Die Zulassung der Rechtsbeschwerde bei Fehlen von Urteilsgründen ist auch nicht aus Gründen der Verfassung (Rechtsstaatsprinzip, Gewährung rechtlichen Gehörs) geboten. Denn durch den Verfahrensverstoß ist der Betroffene nicht gehindert, die Zulassung der Rechtsbeschwerde zu beantragen und Umstände vorzutragen, die zu einer Zulassung führen können (BGHSt a.a.O., 190 f.). Da zudem die Zulassung der Rechtsbeschwerde einer einheitlichen und sachgerechten Rechtsprechung und nicht in erster Linie der Entscheidung des Einzelfalls dient, ist es von Verfassung wegen nicht geboten, allein aus dem Umstand, dass Urteilsgründe fehlen, einen Zulassungsgrund herzuleiten.

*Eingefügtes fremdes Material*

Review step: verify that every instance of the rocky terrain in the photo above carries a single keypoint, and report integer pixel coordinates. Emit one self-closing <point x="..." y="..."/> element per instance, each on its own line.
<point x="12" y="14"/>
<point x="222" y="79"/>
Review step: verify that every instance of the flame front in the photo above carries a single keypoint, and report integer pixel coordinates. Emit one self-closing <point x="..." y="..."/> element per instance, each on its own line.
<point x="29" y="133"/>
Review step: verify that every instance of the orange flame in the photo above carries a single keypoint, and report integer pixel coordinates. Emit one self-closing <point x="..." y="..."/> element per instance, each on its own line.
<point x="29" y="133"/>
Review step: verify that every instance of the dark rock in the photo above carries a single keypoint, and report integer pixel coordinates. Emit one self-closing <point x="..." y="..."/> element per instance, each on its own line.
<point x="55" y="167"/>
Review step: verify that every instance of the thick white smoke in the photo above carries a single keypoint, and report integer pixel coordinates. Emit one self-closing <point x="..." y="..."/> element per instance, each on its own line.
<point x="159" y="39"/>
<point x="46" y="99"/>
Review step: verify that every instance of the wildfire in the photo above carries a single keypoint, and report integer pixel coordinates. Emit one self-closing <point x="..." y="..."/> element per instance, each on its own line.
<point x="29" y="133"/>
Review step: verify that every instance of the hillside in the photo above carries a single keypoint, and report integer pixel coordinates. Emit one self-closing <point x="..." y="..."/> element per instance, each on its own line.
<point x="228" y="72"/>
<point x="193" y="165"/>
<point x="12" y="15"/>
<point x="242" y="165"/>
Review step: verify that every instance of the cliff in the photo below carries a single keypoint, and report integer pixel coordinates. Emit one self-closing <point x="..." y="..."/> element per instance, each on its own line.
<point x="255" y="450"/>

Dies heißt freilich nicht, dass das Fehlen von Urteilsgründen im Einzelfall nicht zur Begründetheit des Zulassungsantrags führen kann. Bei tatsächlich und rechtlich schwierigen Ordnungswidrigkeitsverfahren mag dies in Einzelfällen anders liegen. Kann ohne Kenntnis der Urteilsgründe nicht ohne weiteres beurteilt werden, ob die Zulassungsvoraussetzungen vorliegen, und können solche Zweifel weder durch das abgekürzte Urteil, den Bußgeldbescheid, den Zulassungsantrag noch durch nachgeschobene Gründe, dienstliche Äußerungen oder sonstige Umstände ausgeräumt werden, so führt in einem solchen Einzelfall das Fehlen von Urteilsgründen zur Begründetheit des Zulassungsantrags.

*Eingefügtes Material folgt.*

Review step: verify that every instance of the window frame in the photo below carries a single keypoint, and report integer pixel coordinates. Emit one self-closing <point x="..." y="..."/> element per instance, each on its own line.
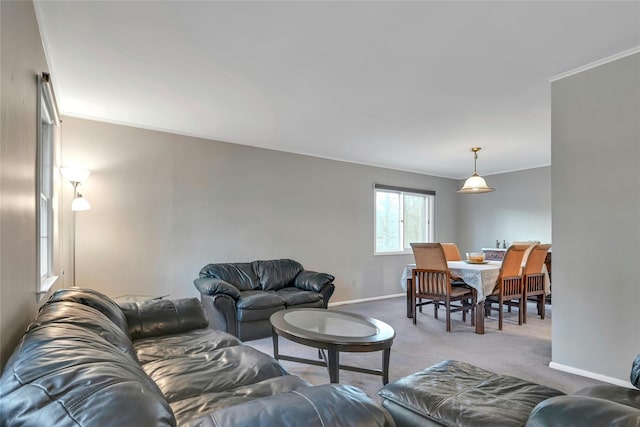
<point x="47" y="120"/>
<point x="430" y="196"/>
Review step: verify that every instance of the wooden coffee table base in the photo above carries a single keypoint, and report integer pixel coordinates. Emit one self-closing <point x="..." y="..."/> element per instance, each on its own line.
<point x="331" y="360"/>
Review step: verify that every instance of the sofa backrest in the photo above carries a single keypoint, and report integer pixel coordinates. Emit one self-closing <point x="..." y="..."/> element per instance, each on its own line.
<point x="95" y="299"/>
<point x="164" y="317"/>
<point x="72" y="369"/>
<point x="241" y="275"/>
<point x="277" y="274"/>
<point x="635" y="372"/>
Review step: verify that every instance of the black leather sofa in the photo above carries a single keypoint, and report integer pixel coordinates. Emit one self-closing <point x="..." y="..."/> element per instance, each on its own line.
<point x="453" y="393"/>
<point x="85" y="361"/>
<point x="240" y="297"/>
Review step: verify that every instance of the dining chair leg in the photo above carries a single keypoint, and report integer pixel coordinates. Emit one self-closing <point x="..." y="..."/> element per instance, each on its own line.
<point x="520" y="311"/>
<point x="473" y="313"/>
<point x="415" y="312"/>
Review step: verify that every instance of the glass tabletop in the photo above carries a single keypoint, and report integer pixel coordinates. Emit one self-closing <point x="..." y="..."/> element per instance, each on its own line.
<point x="331" y="326"/>
<point x="330" y="323"/>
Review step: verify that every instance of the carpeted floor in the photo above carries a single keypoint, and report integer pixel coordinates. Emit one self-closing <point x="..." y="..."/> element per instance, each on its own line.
<point x="521" y="351"/>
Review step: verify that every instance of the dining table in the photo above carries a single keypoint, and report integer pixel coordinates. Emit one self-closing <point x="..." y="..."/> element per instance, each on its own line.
<point x="482" y="277"/>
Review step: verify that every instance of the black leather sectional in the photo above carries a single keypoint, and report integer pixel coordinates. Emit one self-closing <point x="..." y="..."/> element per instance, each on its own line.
<point x="240" y="297"/>
<point x="453" y="393"/>
<point x="85" y="361"/>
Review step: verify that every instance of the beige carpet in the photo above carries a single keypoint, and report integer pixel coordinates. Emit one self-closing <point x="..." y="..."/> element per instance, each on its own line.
<point x="522" y="351"/>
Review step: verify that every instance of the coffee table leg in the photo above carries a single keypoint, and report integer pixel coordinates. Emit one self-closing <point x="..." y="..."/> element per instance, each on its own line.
<point x="274" y="336"/>
<point x="334" y="365"/>
<point x="386" y="355"/>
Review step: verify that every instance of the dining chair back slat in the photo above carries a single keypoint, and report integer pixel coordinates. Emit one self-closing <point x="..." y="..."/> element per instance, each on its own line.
<point x="451" y="252"/>
<point x="431" y="281"/>
<point x="509" y="285"/>
<point x="534" y="277"/>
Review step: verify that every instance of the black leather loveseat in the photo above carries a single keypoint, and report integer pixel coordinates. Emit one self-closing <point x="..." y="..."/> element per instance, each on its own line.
<point x="86" y="362"/>
<point x="240" y="297"/>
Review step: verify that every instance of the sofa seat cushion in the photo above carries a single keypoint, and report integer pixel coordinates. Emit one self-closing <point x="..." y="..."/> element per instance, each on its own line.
<point x="319" y="406"/>
<point x="213" y="371"/>
<point x="455" y="393"/>
<point x="622" y="395"/>
<point x="193" y="342"/>
<point x="198" y="406"/>
<point x="258" y="300"/>
<point x="67" y="375"/>
<point x="294" y="296"/>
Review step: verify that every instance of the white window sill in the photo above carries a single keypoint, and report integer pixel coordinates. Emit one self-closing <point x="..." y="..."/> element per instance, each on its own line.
<point x="46" y="285"/>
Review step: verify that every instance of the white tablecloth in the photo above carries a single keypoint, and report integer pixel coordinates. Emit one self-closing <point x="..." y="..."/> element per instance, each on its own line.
<point x="481" y="277"/>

Im vorliegenden Fall ist eine Prüfung der Zulassungsgründe nach § 80 Abs. 1 OWiG möglich und führt zu dem Ergebnis, dass die Voraussetzungen zur Zulassung der Rechtsbeschwerde nicht vorliegen, weshalb der Zulassungsantrag insoweit als unbegründet zu verwerfen ist. Das Fehlen der Urteilsgründe allein erfordert die Zulassung der Rechtsbeschwerde nicht.

Eine Verletzung des rechtlichen Gehörs ist – wie oben dargelegt – nicht zu besorgen. Ausweislich des Hauptverhandlungsprotokolls hat sich das Tatgericht mit den von dem Betroffenen erhobenen Einwendungen und Beweisanregungen auseinander gesetzt. Insbesondere waren auch der Schriftsatz der Verteidigerin des Betroffenen vom 28. Februar 2023 und die Stellungnahme des Staatsbetriebs für das Mess- und Eichwesen des Freistaates Sachsen vom 5. Dezember 2022 Gegenstand der Hauptverhandlung.

bb) Die weiteren erhobenen Verfahrensrügen führen nicht zur Zulassung der Rechtsbeschwerde. Dies schon deswegen, weil mögliche Verfahrensfehler nicht hinreichend dargelegt werden.

Die Rüge, das Bußgeldgericht sei „den in der Hauptverhandlung am 23. November 2023 aufgekommenen Zweifeln an einer konkreten Geschwindigkeitsmessung nicht nachgekommen“, kann weder als so genannte Aufklärungsrüge noch als Rüge des Verstoßes gegen den Grundsatz des fairen Verfahrens Erfolg haben, da sie auch insoweit nicht den an § 344 Abs. 2 Satz 2 StPO iVm. §§ 79 Abs. 3, 80 Abs. 3 OWiG zu stellenden Anforderungen genügt und sich beispielsweise mit den Ausführungen des Staatsbetriebs für das Mess- und Eichwesen des Freistaates Sachsen vom 5. Dezember 2022 nicht auseinandersetzt, diese nicht einmal erwähnt.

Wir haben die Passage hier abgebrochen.